The research came from a population-based cohort study of more than 2.3 million citizens of New Zealand over three decades. The authors concluded, “These findings suggest that ameliorating mental disorders may have implications for improving the length and quality of life and for reducing the health care costs associated with physical diseases.”
Editor’s Note: This editor would suggest the importance of also doing the opposite, that is, looking out for and treating and preventing the physical illnesses to which psychiatric patients are more vulnerable in order to improve the length and quality of life.
Either way, medical illnesses, both physical and psychiatric, are intimately intertwined, and both deserve careful and early intervention. Psychiatric and physical illnesses cause suffering, disability, and early demise. Major psychiatric illnesses need to be seen as potentially lethal medical illnesses, a fact that few people realize. Conversely, physical illnesses are often not treated as aggressively or intensively in psychiatric patients as in the general population. For example, patients with bipolar disorder get fewer interventions with stents and bypasses for the same heart problems as others. Special attention needs to be given to better encourage and support the medical health of psychiatric patients.
U.S. Patients with Bipolar Disorder Have More Stressors in Childhood and Prior to Illness Onset
In research published since 2008, our Editor-in-Chief Robert M. Post and colleagues in the Bipolar Collaborative Network have compared patients with bipolar disorder in the United States to those in Germany and the Netherlands. Compared to the European sample, patients in the US have more genetic vulnerability to bipolar disorder (by having a parent with bipolar disorder), earlier onsets of their illness, more complicated courses of illness, greater treatment resistance, and more medical comorbidities. Patients in the US also have more psychosocial stress.

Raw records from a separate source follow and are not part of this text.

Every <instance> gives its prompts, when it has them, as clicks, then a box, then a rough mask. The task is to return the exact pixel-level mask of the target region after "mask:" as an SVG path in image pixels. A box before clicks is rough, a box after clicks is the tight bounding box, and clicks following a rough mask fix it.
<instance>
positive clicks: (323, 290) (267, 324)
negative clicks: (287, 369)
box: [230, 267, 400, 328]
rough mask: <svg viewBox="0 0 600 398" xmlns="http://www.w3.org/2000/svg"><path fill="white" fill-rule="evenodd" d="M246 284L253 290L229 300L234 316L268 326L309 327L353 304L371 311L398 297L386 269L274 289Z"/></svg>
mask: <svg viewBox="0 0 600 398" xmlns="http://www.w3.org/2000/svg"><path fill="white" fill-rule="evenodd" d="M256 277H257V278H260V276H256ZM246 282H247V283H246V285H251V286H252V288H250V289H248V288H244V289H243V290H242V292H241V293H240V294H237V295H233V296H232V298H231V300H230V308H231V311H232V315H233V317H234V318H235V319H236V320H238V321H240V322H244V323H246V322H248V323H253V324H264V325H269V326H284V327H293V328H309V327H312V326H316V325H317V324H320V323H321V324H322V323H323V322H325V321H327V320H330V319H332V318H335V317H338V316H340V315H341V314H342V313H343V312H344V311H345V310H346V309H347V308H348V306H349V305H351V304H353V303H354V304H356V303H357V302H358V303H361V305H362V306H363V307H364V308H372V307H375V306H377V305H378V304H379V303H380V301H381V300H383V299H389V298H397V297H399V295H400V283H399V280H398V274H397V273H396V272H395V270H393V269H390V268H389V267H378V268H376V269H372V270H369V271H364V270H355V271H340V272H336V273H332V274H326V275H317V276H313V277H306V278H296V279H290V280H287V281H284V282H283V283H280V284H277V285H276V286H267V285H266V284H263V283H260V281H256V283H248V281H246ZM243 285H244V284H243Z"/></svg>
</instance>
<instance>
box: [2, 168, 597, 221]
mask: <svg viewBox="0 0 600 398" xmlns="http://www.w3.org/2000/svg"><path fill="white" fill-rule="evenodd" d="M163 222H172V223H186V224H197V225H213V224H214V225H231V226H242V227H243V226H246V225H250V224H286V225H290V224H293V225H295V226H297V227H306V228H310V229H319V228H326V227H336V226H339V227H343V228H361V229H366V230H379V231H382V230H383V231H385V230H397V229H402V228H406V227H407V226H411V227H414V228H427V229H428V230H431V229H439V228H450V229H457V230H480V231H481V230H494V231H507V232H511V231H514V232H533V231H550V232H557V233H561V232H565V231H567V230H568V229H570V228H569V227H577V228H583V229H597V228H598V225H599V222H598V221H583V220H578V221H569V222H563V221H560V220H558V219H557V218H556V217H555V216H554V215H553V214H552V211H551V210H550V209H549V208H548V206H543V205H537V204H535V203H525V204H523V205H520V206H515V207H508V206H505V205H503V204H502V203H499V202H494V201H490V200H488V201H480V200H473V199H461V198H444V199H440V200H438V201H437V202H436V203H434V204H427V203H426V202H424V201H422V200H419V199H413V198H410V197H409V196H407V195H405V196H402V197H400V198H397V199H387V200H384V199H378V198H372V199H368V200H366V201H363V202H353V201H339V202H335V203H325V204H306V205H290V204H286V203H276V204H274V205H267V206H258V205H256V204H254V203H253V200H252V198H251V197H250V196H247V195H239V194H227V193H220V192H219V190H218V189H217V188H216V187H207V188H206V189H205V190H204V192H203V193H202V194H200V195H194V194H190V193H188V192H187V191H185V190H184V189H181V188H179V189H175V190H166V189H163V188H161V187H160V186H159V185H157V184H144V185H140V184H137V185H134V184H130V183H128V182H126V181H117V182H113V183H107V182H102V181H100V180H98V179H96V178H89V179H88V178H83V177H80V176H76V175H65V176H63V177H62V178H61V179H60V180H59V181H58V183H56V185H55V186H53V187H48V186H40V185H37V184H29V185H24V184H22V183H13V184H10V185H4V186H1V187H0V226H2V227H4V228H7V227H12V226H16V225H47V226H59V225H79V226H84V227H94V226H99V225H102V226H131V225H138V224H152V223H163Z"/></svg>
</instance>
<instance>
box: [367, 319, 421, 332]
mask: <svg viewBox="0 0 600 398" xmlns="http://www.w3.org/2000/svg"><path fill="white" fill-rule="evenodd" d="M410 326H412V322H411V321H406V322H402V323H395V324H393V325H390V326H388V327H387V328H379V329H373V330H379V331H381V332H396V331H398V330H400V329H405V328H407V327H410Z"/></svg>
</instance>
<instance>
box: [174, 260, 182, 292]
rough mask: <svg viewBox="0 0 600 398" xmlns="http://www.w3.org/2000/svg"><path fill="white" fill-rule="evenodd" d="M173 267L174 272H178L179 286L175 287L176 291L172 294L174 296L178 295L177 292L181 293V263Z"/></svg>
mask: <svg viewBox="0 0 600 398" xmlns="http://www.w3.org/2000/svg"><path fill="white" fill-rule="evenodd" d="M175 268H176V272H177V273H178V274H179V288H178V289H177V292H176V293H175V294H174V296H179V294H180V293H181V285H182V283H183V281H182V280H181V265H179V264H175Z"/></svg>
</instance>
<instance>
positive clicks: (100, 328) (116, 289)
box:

The researchers are now turning their attention to these psychosocial vulnerabilities, and in a new paper that will be published in Psychiatry Research (late in 2013 or early in 2014), the authors show that patients in the US had more stressors both in childhood and just prior to the onset of their illness. Childhood stressors analyzed in the study were verbal abuse, physical abuse, and sexual abuse. Stressors in adulthood included indicators of a lack of social support, troubles with finances or employment, lack of access to health care, and medical comorbidities.
The stressors patients experienced just prior to their most recent episode of bipolar illness were related to: stressors in childhood, an earlier age of illness onset, anxiety and substance abuse comorbidity, lower income, both parents having an affective illness such as depression, and feeling more stigma.
The new research suggests that for patients with bipolar disorder in the US, adverse life events in childhood and later in life are more prevalent than they are for patients in the Netherlands or Germany. Earlier and more effective approaches to these stressors, such as the Family-Focused Therapy developed by David Miklowitz and Kiki Chang, could potentially slow the onset or progression of bipolar illness in this country.